Bora M. Alper
Bora M. Alper

Reputation: 3844

What to do with face descriptors of the same person from multiple photos?

Using neural networks for face recognition, the network will generate a "face descriptor" that is, depending on the network of course, often a 128D vector that describes a face ("In general, if two face descriptor vectors have a Euclidean between them less than 0.6 then they are from the same person, otherwise they are from different people." 1).

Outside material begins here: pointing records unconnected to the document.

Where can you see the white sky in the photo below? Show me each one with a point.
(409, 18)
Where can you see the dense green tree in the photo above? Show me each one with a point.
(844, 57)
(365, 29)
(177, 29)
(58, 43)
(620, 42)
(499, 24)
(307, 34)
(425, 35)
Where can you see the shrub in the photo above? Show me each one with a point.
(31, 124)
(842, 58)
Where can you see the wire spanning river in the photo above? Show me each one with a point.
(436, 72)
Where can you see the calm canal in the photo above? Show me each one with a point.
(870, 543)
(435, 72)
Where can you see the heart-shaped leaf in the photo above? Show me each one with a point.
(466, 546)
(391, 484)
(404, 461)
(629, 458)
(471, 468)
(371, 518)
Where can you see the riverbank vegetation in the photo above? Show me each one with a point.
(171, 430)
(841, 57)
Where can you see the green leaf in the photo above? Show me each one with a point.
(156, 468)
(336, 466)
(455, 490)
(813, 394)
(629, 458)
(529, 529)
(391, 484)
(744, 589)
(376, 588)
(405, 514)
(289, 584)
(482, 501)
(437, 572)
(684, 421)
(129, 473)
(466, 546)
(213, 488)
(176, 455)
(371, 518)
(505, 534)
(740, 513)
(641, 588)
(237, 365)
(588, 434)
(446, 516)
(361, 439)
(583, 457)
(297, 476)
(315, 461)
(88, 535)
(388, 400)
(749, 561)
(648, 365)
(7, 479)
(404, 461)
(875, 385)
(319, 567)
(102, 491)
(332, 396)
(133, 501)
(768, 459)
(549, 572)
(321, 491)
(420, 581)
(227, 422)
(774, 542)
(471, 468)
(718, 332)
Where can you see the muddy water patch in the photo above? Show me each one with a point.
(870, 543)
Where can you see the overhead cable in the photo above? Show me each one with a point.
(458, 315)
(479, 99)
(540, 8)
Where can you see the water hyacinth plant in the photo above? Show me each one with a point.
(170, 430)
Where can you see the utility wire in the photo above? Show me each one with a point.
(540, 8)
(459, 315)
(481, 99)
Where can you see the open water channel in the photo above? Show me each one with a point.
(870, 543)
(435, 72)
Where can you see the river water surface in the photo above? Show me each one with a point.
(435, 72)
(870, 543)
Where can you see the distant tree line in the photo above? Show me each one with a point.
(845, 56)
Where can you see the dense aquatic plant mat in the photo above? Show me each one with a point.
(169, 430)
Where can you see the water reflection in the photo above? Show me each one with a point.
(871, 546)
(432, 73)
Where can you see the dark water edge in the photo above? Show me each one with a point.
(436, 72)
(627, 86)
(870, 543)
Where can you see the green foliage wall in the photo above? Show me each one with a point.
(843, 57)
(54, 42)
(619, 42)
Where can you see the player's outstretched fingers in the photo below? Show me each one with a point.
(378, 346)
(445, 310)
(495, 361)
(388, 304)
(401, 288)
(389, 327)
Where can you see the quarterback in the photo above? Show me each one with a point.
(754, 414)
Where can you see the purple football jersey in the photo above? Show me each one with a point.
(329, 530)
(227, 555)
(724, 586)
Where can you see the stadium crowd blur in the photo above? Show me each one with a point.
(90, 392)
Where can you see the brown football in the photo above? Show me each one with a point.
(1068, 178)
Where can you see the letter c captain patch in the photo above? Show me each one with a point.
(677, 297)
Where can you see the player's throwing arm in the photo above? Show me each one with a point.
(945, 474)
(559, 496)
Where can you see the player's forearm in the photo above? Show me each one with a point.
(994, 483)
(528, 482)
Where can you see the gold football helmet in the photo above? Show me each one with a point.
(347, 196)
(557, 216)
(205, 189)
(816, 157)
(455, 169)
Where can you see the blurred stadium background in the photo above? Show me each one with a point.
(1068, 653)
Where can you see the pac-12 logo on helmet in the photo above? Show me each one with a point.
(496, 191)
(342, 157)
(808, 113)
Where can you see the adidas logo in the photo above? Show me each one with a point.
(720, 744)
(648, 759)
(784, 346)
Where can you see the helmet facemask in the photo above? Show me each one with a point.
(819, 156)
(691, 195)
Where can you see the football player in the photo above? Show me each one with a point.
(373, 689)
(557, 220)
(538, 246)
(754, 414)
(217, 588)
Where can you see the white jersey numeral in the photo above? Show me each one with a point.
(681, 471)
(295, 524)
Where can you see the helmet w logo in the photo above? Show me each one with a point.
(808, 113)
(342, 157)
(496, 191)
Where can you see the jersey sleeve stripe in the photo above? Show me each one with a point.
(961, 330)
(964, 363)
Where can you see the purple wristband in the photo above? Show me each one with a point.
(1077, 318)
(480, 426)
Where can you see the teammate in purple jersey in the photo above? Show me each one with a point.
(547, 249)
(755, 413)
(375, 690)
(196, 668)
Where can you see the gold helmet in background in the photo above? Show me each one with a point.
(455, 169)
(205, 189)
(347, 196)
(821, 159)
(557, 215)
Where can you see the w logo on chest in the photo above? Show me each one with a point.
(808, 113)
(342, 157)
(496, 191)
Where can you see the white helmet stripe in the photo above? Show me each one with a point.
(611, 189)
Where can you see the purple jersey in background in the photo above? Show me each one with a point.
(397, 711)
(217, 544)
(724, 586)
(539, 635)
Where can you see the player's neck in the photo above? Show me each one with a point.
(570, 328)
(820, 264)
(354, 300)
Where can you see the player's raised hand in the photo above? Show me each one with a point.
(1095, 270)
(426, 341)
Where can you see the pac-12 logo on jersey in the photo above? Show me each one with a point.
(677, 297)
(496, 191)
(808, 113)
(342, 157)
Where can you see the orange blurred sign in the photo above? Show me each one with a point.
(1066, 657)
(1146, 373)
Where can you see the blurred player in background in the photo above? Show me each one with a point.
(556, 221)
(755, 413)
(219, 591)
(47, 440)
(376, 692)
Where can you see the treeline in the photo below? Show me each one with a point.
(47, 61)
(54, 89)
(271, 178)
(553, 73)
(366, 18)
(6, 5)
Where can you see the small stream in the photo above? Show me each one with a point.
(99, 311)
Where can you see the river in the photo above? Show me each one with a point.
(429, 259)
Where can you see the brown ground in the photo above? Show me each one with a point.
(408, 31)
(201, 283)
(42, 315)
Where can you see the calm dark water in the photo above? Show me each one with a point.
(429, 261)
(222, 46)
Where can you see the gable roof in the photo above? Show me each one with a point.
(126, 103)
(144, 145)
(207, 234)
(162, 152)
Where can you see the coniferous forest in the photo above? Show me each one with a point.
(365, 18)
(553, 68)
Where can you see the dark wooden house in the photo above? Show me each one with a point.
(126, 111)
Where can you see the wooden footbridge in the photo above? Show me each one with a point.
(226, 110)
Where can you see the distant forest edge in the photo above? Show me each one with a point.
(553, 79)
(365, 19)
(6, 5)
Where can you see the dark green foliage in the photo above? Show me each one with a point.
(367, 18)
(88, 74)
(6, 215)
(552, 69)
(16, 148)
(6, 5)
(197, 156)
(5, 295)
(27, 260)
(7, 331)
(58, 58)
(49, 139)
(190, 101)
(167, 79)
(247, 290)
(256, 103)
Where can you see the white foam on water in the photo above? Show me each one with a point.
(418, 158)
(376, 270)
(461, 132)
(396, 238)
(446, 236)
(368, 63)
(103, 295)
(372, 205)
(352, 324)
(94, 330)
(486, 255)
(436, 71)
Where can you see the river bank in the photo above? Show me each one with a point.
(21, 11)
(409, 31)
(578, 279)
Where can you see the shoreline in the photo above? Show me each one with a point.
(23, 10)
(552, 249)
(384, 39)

I am trying to develop a photographs application that features face recognition, although I do not know how to store the face descriptor of a person. The question is NOT how to serialize them, but when there are hundreds of different photos of the same person, yet each yielding a different face descriptor (because the angle, lighting and etc. are different), how to choose which one to store? Presumably, there should be a way to "improve" the descriptors as more and more photos are processed, without training the neural network.

Thanks!

Upvotes: 2

Views: 1281

Answers (1)

Bora M. Alper
Bora M. Alper

Reputation: 3844

I asked Adam Geitgey, author of the face_recognition library for Python, and he answered:

There's a few ways to approach this:

  1. You could just keep one face encoding per person. But people tend to change over time, etc. So this might not give you the best accuracy with a large image set.

  2. You could take all face encodings for each person and train a classifier that decides which person is which for new face encodings. You could use an SVM classifier or even something simple like a linear classifier. This is the strategy that OpenFace uses. The downside is you have to train new classifiers repeatedly as new data is added and verified by the user.

  3. A more clever approach is to use a clustering algorithm like Chinese Whispers. The idea is that each face encoding is a node in a graph data structure. The clustering algorithm automatically sorts the nodes so that the closest-distance nodes get clustered and can be assumed to be the same person. There's a dlib example program (written in C++) that demonstrates this.